In confessional Reformed churches, there’s a tried and tested way for men to enter the pastoral ministry. First and foremost we follow the teachings Scripture, specifically those passages that talk about the qualifications for those who are to lead Christ’s flock as overseers. For example, 1 Timothy 3:1-7 talks about the character of a man seeking to be an overseer in Christ’s church. He must be self-controlled, respectable, able to teach, sober, gentle, and a mature Christian (among other things). Titus 1 gives a similar list, including “holding fast to the faithful word which is in accordance with the teaching, so that he will be able both to exhort in sound doctrine and refute those who contradict” (Titus 1:9 NASB).
Because of these and other teachings of Scripture, Reformed churches have given various exams to men entering the pastoral ministry. It is a high and holy calling, and there are very clear biblical requirements for the ministry, so asking the pastoral candidate questions about his life, testimony, conduct, biblical knowledge, and theological comprehension makes sense. It is against biblical teaching to have unqualified men lead God’s people as overseers. We certainly wouldn’t want an unqualified pilot fly a plane we’re on, and we certainly wouldn’t want an unqualified surgeon to operate on us.

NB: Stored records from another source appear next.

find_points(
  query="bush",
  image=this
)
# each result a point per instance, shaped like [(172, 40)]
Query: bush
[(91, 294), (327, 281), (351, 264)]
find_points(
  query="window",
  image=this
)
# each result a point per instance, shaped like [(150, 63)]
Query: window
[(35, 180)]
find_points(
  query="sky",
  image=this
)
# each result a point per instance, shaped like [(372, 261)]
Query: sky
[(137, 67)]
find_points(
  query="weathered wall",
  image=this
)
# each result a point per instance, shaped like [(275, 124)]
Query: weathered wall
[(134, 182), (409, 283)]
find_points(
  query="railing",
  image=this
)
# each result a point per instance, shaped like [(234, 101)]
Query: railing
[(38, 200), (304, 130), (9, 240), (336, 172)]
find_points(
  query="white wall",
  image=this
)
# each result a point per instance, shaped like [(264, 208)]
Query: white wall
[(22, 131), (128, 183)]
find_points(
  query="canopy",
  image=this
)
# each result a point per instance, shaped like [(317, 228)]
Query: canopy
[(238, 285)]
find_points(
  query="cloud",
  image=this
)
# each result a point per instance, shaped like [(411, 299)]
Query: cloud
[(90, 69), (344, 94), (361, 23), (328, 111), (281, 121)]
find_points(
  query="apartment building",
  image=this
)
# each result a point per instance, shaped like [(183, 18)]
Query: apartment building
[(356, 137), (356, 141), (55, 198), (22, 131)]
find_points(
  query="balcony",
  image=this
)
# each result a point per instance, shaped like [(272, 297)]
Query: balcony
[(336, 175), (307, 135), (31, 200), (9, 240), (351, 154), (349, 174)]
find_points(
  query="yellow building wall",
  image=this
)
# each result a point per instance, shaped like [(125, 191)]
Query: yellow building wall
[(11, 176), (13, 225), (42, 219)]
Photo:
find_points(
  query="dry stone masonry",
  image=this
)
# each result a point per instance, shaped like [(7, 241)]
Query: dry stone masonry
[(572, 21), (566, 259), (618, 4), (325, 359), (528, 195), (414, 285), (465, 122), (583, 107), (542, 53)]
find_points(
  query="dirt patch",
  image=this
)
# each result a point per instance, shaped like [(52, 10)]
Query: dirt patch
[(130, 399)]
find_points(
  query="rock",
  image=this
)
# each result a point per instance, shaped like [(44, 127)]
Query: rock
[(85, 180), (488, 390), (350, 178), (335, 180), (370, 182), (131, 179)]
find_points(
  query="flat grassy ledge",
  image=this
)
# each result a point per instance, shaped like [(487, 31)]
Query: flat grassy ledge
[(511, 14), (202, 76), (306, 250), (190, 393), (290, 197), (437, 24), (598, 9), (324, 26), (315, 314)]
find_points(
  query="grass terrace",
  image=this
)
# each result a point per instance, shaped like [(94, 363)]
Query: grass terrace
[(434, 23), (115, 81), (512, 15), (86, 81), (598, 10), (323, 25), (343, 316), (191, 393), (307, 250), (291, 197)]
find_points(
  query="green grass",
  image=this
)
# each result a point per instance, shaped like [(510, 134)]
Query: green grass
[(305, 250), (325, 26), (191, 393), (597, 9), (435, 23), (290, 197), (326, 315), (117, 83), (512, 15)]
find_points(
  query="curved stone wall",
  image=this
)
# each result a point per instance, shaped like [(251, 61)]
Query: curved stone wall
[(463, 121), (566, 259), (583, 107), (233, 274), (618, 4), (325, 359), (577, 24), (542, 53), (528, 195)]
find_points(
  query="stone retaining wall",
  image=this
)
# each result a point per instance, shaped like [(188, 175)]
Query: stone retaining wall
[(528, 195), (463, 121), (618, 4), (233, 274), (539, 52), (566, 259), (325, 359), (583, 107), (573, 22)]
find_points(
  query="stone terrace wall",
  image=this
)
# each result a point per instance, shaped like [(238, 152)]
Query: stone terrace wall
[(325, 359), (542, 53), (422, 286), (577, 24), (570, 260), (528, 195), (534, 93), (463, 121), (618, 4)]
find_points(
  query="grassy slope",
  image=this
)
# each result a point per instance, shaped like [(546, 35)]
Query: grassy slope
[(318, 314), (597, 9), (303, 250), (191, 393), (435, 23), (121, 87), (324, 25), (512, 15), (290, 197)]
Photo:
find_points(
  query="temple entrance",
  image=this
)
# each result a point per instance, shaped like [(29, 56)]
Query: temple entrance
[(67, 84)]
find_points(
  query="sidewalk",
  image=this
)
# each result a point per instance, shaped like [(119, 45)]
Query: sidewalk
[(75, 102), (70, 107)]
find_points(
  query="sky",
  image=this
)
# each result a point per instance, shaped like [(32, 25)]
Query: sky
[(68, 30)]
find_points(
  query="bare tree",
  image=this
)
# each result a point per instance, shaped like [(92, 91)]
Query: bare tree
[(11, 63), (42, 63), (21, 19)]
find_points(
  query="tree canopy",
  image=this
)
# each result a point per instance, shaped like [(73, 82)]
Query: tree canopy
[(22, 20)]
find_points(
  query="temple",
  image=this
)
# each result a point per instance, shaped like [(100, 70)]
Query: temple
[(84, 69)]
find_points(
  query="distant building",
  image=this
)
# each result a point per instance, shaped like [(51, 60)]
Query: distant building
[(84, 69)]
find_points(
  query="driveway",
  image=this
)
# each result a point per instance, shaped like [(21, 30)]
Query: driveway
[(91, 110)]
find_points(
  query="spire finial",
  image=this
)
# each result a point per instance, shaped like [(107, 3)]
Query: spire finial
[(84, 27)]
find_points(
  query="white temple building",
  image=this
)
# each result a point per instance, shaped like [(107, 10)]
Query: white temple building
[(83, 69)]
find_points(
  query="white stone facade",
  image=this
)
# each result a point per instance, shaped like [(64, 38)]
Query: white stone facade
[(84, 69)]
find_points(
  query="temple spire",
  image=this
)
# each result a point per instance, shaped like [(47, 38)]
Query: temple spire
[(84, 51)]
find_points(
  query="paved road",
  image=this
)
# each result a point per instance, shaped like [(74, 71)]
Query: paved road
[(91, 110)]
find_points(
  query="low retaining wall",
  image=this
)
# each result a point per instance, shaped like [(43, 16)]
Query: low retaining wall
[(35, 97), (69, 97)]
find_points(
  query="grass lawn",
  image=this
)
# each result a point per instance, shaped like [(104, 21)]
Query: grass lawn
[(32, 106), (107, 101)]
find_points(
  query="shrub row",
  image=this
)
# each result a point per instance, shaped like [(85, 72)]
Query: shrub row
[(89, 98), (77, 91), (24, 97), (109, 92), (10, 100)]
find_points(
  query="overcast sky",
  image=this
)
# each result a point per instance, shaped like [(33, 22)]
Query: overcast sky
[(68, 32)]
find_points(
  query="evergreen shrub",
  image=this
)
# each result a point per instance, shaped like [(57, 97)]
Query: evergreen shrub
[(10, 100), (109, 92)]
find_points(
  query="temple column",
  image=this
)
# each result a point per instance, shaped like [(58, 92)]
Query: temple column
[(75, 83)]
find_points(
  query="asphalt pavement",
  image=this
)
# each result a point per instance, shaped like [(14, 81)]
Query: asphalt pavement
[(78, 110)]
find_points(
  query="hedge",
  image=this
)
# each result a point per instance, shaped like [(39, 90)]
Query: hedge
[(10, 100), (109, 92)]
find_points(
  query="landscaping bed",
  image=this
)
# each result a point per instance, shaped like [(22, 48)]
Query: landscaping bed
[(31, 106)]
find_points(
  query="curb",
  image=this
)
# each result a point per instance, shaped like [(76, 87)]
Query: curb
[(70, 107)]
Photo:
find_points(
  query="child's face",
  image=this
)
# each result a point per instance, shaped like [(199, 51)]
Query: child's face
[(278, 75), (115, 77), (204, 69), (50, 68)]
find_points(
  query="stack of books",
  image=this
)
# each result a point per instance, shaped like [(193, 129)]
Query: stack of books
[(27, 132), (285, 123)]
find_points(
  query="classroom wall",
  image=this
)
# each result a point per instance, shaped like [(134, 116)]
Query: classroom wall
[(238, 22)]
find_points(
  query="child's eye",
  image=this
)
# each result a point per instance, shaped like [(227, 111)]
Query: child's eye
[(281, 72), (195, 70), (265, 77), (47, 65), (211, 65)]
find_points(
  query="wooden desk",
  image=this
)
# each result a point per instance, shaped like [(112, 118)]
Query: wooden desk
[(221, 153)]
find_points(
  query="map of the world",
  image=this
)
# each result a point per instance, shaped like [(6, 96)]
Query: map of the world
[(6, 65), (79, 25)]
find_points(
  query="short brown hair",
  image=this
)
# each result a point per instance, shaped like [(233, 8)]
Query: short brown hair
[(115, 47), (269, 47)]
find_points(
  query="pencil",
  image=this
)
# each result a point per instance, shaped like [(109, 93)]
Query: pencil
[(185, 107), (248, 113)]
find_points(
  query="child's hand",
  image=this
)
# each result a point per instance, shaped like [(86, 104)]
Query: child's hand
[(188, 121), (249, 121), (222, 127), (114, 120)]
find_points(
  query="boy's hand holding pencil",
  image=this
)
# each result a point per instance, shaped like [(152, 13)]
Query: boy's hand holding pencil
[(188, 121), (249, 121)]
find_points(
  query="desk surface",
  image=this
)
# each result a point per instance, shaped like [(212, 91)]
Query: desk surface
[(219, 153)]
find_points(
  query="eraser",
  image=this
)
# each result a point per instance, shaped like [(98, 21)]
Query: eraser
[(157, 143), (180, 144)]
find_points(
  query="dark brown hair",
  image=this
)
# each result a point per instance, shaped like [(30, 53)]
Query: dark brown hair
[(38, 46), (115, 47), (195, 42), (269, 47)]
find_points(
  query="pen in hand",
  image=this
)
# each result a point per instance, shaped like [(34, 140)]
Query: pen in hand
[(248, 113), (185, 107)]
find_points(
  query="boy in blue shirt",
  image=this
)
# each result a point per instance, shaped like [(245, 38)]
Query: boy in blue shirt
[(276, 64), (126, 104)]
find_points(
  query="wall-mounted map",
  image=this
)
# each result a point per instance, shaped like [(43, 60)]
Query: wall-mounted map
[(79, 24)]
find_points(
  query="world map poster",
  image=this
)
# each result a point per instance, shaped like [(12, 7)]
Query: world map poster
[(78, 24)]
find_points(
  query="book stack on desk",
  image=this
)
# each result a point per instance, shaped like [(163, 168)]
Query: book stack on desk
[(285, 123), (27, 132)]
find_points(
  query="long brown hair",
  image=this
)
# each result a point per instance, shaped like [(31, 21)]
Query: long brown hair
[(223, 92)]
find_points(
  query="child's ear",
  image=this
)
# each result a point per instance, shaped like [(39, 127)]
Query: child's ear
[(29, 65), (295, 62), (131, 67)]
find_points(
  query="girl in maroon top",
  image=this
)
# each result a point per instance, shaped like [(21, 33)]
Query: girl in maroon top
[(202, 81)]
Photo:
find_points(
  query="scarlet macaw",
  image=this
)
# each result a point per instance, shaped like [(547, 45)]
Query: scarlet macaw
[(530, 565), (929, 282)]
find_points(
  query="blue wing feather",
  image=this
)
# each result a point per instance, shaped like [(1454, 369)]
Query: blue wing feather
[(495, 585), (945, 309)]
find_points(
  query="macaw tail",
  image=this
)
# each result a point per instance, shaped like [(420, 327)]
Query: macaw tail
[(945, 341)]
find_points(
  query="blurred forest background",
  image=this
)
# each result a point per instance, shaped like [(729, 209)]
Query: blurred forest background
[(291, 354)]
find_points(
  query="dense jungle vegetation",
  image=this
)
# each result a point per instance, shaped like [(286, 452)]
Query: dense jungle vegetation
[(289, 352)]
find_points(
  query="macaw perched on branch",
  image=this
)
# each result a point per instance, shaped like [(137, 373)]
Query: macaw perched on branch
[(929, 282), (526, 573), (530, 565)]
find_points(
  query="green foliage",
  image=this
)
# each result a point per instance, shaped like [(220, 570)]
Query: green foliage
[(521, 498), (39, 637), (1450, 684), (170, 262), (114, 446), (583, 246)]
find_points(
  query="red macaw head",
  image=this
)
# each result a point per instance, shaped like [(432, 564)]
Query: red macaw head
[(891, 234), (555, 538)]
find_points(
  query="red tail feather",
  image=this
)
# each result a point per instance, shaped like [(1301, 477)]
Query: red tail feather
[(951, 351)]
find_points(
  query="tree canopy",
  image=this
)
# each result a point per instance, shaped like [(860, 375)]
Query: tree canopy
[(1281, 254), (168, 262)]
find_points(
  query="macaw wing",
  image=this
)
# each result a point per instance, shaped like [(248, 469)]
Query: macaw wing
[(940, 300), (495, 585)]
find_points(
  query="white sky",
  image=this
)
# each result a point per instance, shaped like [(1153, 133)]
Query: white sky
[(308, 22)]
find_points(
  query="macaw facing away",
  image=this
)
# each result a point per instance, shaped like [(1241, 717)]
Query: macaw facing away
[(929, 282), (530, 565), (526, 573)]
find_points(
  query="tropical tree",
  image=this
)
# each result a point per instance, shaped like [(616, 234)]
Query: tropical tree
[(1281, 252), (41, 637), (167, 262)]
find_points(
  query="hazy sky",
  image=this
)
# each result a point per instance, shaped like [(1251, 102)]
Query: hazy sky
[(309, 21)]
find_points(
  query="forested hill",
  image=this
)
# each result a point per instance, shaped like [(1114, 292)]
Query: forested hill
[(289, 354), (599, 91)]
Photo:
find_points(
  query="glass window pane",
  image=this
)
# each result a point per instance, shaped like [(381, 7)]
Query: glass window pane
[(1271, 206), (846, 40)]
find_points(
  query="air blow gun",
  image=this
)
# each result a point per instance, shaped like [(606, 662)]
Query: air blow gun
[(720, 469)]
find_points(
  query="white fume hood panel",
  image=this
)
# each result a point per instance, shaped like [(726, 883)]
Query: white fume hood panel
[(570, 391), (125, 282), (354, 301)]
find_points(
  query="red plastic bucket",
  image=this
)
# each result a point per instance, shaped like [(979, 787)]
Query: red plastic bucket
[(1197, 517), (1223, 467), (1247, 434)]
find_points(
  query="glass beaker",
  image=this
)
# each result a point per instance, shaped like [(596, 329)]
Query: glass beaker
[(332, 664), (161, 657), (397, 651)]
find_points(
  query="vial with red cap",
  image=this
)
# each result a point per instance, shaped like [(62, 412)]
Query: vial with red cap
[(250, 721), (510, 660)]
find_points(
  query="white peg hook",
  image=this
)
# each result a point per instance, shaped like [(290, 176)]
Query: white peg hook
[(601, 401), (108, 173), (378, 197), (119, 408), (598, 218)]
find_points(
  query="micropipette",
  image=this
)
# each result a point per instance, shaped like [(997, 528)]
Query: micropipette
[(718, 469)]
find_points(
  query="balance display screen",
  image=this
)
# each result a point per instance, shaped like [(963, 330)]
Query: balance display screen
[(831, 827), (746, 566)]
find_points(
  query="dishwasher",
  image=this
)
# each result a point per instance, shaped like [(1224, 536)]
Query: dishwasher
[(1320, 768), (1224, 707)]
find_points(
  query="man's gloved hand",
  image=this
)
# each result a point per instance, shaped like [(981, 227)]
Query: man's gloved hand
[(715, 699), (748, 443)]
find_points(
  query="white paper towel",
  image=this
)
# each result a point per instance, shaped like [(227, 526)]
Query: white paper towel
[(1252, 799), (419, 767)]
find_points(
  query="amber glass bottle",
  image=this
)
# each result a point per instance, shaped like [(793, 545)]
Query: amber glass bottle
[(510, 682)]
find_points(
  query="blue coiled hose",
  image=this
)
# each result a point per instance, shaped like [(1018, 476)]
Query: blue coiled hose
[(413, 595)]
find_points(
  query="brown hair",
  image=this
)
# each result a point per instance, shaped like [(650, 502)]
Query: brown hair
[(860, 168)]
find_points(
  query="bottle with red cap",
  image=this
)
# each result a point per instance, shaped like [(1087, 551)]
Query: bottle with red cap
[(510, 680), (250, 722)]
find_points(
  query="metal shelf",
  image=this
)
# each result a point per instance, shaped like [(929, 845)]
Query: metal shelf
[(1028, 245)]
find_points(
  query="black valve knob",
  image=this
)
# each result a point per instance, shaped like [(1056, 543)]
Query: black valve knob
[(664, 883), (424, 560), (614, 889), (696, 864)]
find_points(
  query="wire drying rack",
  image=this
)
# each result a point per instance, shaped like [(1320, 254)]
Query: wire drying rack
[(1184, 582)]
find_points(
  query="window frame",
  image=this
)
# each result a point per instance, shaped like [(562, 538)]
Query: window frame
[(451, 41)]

Similarly, and biblically speaking, we don’t want an unqualified man to preach, teach, and counsel us. It can – and has! – had disastrous results.
In the years after the Reformation in Geneva, there was a company of Reformed pastors who would disciple ministerial candidates and give them exams to ensure they were fit for the ministry. Here are a few notes on this from Scott Manetsch’s book, Calvin’s Company of Pastors.
Candidates who had never before served the Genevan church… were required to undergo a series of rigorous examinations as part of the process of election to evaluate their knowledge of Scripture and doctrine, as well as fitness for ministry. The theological examination regularly lasted for two hours and was usually conducted by Calvin, Beza, or one of the other theologians from the Academy, who probed the candidate’s doctrinal convictions and knowledge of the biblical text. …Beginning in 1576, candidates were also required to make a public statement that they believed in ‘the doctrine of the holy prophets and apostles, at it is comprised in the books of the Old and New Testaments’ and taught in the Genevan Catechism. A second examination explored the candidate’s character, assessing his life and morals against the qualifications set forth by the Apostle Paul in 1 Timothy 3 and Titus 1. Finally, candidates were expected to preach one or several trial sermons in the presence of the ministers to demonstrate their exegetical and homiletical skills.
Manetsch goes on to note that after the candidate’s exams, the members of the company of pastors would privately discuss the exams. If the company voted to pass the candidate, one of the ministers would exhort the candidate and remind him of the duties of the pastoral office and also address any concerns they had with his exams. The meeting was concluded with prayer on behalf of the candidate entering the ministry.
I believe this is a helpful, biblical, and practical method for a man entering the ministry. It’s for the good of the church, the purity of doctrine, and the glory of Christ!